I'm not sure about the proper workflow to use with interpreter vision after reading this. For the record, I separately installed moondream and it ran great, including its gradio demo. As a sidenote, regarding vision, I am curious about whether Open Interpreter will be able use llama 3.2's vision capability.
Platform
I am running Windows10 x64, modern pc hardware, Windows Terminal > Powershell
Do I need to be using WSL?
Attempts
When trying to use 'interpreter --local --vision' with llama 3.2, it doesn't seem to be able to use moondream to view anything. I've tried commands like 'what do you see?' and 'take a screenshot and describe it', it doesn't understand it has moondream available.
I have also tried 'interpreter --local --vision --os' with llama 3.2 and get a bit further, it will:
take a screenshot
save it in 'C:/Windows/Temp'
opens it in FSViewer (my associated photo program)

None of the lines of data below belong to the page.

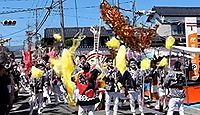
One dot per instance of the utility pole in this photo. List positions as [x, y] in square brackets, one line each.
[133, 10]
[118, 3]
[62, 22]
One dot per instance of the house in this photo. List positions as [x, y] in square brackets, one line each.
[171, 21]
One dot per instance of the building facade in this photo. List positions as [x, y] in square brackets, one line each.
[171, 21]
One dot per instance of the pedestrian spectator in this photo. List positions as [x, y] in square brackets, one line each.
[86, 83]
[132, 81]
[5, 89]
[112, 76]
[175, 82]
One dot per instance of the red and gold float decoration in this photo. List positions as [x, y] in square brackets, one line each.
[137, 39]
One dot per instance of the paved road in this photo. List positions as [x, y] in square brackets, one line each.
[21, 107]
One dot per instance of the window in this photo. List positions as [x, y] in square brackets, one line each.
[178, 28]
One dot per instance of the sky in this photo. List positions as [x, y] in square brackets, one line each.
[87, 14]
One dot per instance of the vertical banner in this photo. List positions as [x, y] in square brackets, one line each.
[192, 41]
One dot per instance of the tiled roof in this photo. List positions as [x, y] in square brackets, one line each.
[70, 32]
[177, 11]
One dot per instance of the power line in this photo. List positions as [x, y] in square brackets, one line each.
[15, 32]
[25, 10]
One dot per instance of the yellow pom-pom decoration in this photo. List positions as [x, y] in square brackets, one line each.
[36, 73]
[169, 42]
[145, 64]
[57, 37]
[121, 59]
[163, 62]
[113, 43]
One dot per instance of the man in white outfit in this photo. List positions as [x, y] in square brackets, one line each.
[112, 90]
[132, 81]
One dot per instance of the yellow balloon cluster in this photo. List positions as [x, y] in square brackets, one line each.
[145, 64]
[163, 62]
[36, 73]
[57, 37]
[113, 43]
[169, 42]
[64, 67]
[121, 59]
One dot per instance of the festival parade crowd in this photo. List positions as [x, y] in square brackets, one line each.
[93, 82]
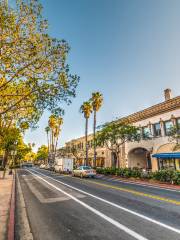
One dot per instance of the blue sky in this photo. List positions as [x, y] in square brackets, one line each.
[127, 49]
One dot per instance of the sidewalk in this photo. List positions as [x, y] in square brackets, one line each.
[141, 182]
[5, 198]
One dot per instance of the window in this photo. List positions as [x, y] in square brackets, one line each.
[168, 125]
[157, 129]
[146, 132]
[167, 164]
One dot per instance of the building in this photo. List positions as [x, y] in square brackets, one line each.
[156, 122]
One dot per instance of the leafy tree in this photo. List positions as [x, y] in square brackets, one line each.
[97, 100]
[30, 157]
[174, 135]
[9, 138]
[22, 149]
[114, 135]
[55, 123]
[34, 74]
[86, 109]
[47, 130]
[42, 153]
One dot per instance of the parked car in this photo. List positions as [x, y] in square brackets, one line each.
[84, 171]
[47, 167]
[26, 165]
[63, 165]
[42, 166]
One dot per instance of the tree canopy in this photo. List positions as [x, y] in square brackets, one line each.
[42, 153]
[34, 75]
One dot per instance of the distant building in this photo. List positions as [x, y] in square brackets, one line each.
[156, 121]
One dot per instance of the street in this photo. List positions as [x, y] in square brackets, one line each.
[64, 207]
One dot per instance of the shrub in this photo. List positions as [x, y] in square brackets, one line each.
[170, 176]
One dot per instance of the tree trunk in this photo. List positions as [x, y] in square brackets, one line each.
[5, 160]
[118, 159]
[94, 136]
[86, 134]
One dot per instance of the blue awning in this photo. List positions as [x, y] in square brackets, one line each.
[167, 155]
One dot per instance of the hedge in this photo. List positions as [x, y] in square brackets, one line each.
[170, 176]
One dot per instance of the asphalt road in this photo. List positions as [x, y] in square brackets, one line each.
[68, 208]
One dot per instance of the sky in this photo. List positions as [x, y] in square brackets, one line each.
[129, 50]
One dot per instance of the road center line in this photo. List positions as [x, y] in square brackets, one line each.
[114, 205]
[100, 214]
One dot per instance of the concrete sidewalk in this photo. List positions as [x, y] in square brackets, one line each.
[5, 199]
[151, 183]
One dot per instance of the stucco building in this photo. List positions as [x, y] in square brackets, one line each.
[156, 122]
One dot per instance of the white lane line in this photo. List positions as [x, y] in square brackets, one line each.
[115, 205]
[138, 184]
[100, 214]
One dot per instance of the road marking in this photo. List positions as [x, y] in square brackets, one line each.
[115, 205]
[43, 199]
[100, 214]
[156, 197]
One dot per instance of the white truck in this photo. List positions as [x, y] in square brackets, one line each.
[63, 165]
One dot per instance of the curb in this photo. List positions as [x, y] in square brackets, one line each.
[11, 223]
[141, 183]
[24, 226]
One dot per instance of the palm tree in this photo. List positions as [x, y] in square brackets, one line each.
[59, 122]
[47, 129]
[86, 109]
[52, 124]
[97, 100]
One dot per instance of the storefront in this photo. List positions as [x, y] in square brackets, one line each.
[168, 160]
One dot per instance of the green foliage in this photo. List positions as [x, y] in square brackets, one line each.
[169, 176]
[86, 109]
[42, 153]
[34, 75]
[9, 138]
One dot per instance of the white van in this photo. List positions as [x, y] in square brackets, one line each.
[63, 165]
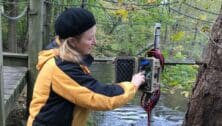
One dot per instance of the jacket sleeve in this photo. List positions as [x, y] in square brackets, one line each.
[83, 90]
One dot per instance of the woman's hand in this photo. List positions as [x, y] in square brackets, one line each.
[138, 79]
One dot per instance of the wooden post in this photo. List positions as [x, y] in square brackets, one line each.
[35, 40]
[2, 110]
[12, 35]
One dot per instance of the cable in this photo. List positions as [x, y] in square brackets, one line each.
[17, 17]
[189, 5]
[143, 4]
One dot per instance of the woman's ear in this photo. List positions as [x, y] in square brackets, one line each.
[72, 42]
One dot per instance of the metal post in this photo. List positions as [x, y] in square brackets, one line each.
[157, 36]
[2, 110]
[35, 42]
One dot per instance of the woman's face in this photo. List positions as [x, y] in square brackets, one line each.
[85, 44]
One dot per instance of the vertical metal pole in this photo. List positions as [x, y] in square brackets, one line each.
[157, 36]
[35, 40]
[2, 110]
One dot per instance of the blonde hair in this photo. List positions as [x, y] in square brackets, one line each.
[68, 53]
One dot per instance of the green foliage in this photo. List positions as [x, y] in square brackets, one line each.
[125, 27]
[180, 76]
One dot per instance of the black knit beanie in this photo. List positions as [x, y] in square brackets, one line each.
[73, 22]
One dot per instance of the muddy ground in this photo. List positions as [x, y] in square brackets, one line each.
[18, 115]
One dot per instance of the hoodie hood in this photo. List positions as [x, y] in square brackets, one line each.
[44, 56]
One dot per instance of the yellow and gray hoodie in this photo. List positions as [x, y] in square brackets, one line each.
[65, 92]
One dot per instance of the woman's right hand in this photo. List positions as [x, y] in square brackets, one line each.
[138, 79]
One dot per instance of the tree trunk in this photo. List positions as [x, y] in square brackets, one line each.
[205, 105]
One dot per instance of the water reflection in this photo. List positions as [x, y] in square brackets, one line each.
[168, 112]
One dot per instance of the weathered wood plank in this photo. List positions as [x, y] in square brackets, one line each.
[15, 79]
[15, 59]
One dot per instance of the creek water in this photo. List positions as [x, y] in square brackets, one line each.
[169, 110]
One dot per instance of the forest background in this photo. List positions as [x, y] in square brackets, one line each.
[125, 27]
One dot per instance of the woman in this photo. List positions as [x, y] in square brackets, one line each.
[64, 91]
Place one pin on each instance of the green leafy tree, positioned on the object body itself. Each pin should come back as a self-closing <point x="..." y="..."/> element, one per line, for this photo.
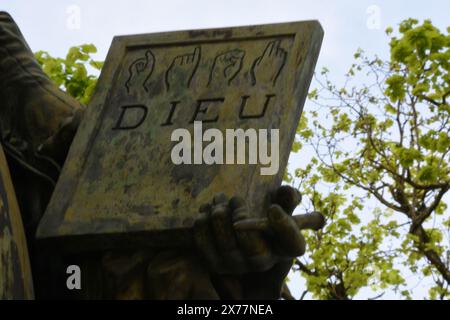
<point x="74" y="73"/>
<point x="386" y="140"/>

tries using computer.view()
Error
after which I get this error
Traceback (most recent call last):
File "C:\Users\DEBASER\AppData\Local\Programs\Python\Python310\Lib\runpy.py", line 196, in _run_module_as_main
return _run_code(code, main_globals, None,
File "C:\Users\DEBASER\AppData\Local\Programs\Python\Python310\Lib\runpy.py", line 86, in _run_code
exec(code, run_globals)
File "C:\Users\DEBASER\AppData\Local\Programs\Python\Python310\Scripts\interpreter.exe\__main__.py", line 7, in <module>
sys.exit(main())
File "C:\Users\DEBASER\AppData\Local\Programs\Python\Python310\lib\site-packages\interpreter\terminal_interface\start_terminal_interface.py", line 610, in main
start_terminal_interface(interpreter)
File "C:\Users\DEBASER\AppData\Local\Programs\Python\Python310\lib\site-packages\interpreter\terminal_interface\start_terminal_interface.py", line 576, in start_terminal_interface
interpreter.chat()
File "C:\Users\DEBASER\AppData\Local\Programs\Python\Python310\lib\site-packages\interpreter\core\core.py", line 191, in chat
for _ in self._streaming_chat(message=message, display=display):
File "C:\Users\DEBASER\AppData\Local\Programs\Python\Python310\lib\site-packages\interpreter\core\core.py", line 223, in _streaming_chat
yield from terminal_interface(self, message)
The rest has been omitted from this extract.